The basic premise is that a super successful dad, Will Smith as Cypher Raige, has grown apart from the son, Kitai, who desperately wants to impress dear old dad by following closely in his colossal footsteps. The heart of the film should be the relationship between a father, who is a hardnosed military leader, and a son, who doesn’t feel adequate or loved. Further complicating their relationship is the backstory of Senshi Raige (Zoë Kravitz), the older child, and thankfully and interestingly a daughter, who sacrificed her life to save Kitai several years earlier.
During a father-son bonding trip, the spacecraft runs into an asteroid storm, is damaged, and crash lands on earth, which had to be abandoned 1000 years earlier due to pollution and war. With dad injured, the rest of the crew dead, the homing beacon damaged, and the other section of the ship with the other homing beacon 100 miles away, it is up to Kitai to man up and save them both by getting to the other section. If the film should have been about father and son bonding, why didn’t the film utilize the Smiths’ father-son strong bond as well as The Pursuit of Happyness did?
What is explained in the film actually makes no sense with or without the explanation, and frankly, not explaining so much would have let the audience discover the world of the film and would have maintained the suspension of disbelief necessary with futuristic scifi settings. There are little annoyances which aren’t explained, like the quirky accents and the use of “magically” high tech swords-like weapons when clearly some kind of gun would have been much more efficient against the Ursas.

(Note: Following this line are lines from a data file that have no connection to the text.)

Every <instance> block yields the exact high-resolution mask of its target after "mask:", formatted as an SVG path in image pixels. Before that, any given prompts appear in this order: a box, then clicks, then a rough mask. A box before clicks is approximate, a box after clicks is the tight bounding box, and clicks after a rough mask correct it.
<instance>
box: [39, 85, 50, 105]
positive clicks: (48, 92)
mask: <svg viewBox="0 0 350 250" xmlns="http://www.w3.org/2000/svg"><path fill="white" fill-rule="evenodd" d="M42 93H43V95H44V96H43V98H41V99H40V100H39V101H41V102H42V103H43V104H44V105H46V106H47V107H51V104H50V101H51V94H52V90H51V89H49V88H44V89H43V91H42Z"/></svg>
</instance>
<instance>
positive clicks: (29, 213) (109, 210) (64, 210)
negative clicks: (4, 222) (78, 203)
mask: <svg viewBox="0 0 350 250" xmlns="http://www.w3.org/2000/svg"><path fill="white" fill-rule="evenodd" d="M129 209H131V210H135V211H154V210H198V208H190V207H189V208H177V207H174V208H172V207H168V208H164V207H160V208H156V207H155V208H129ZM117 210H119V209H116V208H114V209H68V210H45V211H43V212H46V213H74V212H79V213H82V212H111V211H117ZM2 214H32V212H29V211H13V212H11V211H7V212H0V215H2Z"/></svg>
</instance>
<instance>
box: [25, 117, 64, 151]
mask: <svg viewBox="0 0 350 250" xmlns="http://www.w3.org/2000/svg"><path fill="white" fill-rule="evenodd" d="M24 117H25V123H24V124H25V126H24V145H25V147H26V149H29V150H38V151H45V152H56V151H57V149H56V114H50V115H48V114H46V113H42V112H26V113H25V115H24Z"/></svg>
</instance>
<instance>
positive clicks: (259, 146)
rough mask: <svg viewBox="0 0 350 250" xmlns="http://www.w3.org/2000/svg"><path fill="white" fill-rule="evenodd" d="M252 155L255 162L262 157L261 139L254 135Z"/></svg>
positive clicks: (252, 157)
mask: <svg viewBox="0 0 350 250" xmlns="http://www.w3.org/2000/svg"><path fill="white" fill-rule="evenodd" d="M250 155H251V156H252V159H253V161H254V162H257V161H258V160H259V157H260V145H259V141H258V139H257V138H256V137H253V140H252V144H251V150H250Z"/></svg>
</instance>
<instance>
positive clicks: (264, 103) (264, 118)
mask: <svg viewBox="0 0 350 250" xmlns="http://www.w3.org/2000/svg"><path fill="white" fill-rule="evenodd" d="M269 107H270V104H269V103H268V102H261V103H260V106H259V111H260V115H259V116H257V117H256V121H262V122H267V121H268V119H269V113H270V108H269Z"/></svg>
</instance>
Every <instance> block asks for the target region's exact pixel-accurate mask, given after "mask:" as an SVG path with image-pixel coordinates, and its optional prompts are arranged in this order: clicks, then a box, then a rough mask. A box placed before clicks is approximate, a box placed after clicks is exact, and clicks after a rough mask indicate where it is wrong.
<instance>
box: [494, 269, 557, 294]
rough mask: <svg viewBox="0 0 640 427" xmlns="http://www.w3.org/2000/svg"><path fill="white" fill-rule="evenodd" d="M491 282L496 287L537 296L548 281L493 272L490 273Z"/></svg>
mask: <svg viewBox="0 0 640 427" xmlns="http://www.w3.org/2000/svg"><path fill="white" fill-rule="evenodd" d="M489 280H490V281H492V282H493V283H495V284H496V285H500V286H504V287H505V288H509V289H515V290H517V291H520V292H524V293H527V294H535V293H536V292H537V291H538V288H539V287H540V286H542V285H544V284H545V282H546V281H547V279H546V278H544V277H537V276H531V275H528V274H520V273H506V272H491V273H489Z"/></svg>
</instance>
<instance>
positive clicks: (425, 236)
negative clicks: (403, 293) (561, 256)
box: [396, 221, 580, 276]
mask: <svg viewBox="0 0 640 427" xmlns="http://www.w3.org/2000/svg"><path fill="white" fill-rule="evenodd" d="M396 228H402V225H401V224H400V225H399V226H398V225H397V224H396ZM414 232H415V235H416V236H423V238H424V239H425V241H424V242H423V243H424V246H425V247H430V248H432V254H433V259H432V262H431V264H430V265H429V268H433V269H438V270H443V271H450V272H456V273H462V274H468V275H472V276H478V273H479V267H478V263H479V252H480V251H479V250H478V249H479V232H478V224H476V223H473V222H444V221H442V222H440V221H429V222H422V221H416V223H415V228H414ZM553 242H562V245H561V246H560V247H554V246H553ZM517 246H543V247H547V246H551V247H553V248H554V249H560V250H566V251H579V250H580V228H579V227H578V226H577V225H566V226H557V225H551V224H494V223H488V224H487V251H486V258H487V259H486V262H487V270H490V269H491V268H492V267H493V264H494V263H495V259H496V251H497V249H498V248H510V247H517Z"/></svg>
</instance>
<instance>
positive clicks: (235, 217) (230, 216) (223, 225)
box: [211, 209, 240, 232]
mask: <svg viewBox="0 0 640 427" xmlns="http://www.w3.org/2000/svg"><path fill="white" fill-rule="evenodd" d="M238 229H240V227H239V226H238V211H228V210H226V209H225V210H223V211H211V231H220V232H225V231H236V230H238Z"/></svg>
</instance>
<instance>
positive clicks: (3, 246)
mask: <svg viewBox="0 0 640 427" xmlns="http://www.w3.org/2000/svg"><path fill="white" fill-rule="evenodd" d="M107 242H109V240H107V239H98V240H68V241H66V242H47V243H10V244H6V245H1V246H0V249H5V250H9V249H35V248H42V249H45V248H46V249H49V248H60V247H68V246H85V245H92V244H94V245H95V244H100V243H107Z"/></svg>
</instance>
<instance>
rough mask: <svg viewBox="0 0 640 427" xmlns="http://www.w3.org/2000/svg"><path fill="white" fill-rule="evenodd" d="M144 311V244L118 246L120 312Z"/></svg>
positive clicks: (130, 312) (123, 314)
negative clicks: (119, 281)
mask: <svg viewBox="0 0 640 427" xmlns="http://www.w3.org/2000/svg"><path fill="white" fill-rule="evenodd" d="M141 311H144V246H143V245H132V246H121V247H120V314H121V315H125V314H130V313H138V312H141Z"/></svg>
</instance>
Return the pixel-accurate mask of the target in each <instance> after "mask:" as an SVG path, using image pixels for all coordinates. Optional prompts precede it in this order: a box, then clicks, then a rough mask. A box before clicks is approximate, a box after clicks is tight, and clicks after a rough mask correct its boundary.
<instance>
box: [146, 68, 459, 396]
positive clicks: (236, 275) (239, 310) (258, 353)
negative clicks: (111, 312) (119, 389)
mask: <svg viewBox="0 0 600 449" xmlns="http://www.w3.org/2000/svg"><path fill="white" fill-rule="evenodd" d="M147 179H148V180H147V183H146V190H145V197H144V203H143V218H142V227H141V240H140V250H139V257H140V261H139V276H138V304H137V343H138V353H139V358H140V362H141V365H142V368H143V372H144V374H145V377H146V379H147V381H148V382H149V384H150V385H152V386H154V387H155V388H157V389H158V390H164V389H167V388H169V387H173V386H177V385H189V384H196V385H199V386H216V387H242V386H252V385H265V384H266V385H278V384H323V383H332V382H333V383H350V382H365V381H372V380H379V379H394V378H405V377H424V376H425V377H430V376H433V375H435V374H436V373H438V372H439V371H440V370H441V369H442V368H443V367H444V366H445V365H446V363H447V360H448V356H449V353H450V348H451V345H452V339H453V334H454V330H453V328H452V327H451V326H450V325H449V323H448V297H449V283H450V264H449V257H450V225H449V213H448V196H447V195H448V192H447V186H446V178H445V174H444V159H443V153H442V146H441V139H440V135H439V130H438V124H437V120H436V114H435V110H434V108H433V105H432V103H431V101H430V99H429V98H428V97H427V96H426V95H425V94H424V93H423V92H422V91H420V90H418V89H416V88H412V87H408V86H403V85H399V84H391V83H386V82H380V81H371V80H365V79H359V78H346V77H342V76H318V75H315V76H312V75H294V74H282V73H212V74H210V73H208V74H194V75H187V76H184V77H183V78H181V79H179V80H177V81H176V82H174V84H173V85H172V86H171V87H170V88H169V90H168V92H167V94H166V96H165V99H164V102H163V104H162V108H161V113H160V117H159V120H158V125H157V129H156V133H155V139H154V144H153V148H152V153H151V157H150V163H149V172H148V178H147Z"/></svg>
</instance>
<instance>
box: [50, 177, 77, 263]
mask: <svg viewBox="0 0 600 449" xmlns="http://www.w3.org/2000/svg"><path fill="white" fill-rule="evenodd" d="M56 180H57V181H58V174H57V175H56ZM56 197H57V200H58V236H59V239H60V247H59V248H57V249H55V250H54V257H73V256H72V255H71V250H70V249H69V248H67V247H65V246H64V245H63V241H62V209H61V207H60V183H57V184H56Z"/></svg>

Who bred the Usras to attack man by smell human fear pheromones, and if this race of beings who had this capability where are they and why aren’t they fighting humans themselves? Why did these beings make their bio weapon, the Uras, blind? Then there’s the fact that all of earth’s creatures have “evolved to kill man” when man has been absent for the earth for 1000 years. How could that happen? Why can’t humans breath on earth after only 1000 years of separate evolution? How did earth come to freeze every night, but the plants flourish, and the giant bird freezes to death? Why explain all the wrong ones when the audience and characters should have been discovering these quirks of the future world together as the movie progressed?
Since Jaden has most of the screen time while Will is anchored to half of the damaged spacecraft by severely injured legs, it is up to the young Smith to carry the film. I’ll have to reserve judgment on Jaden’s acting because no actor could carry a film by him or herself with so sloppy a script. He does a good job in some scenes, but the role doesn’t provide much range. Jaden spends all his screen time with a dramatically furrowed brow, worrying about the challenges he faces, when there should have been some moments for wonder at this primordial world.
Will Smith has little screen time, and even doing surgery on himself and trying to stay awake to help Kitai via communicators, doesn’t give the elder Smith much to do. The screenplay is credited to Gary Whitta and M. Night Shyamalan, with Will Smith taking a story credit. Rumor has it that After Earth was originally conceived by Will Smith as a contemporary survival story. Doesn’t that sound interesting? The After Earth producers hoped to cash in on the popularity of The Hunger Games and Life of Pi by mirroring those films’ themes, but doing so, just makes After Earth’s plot and script all the more contrived.
After Earth does have some moments and elements that are interesting, such as the “ghosting” technique that allows humans to block their fear pheromones and not be seen by the Ursa, and there’s Kitai’s dream of his dead sister at just the right moment to save his life.?
After Earth wants to cash in on the popularity of The Hunger Games and Life of Pi, but doing so just makes the film’s plot and script all the more contrived. The movie is a Sony Pictures Entertainment release of a Columbia Pictures presentation of an Overbrook Entertainment/Blinding Edge Pictures production. It is rated PG-13 for sci-fi action violence and some disturbing images and runs 99 minutes. After Earth is in theaters now, but don’t wait to see it, if you are planning to.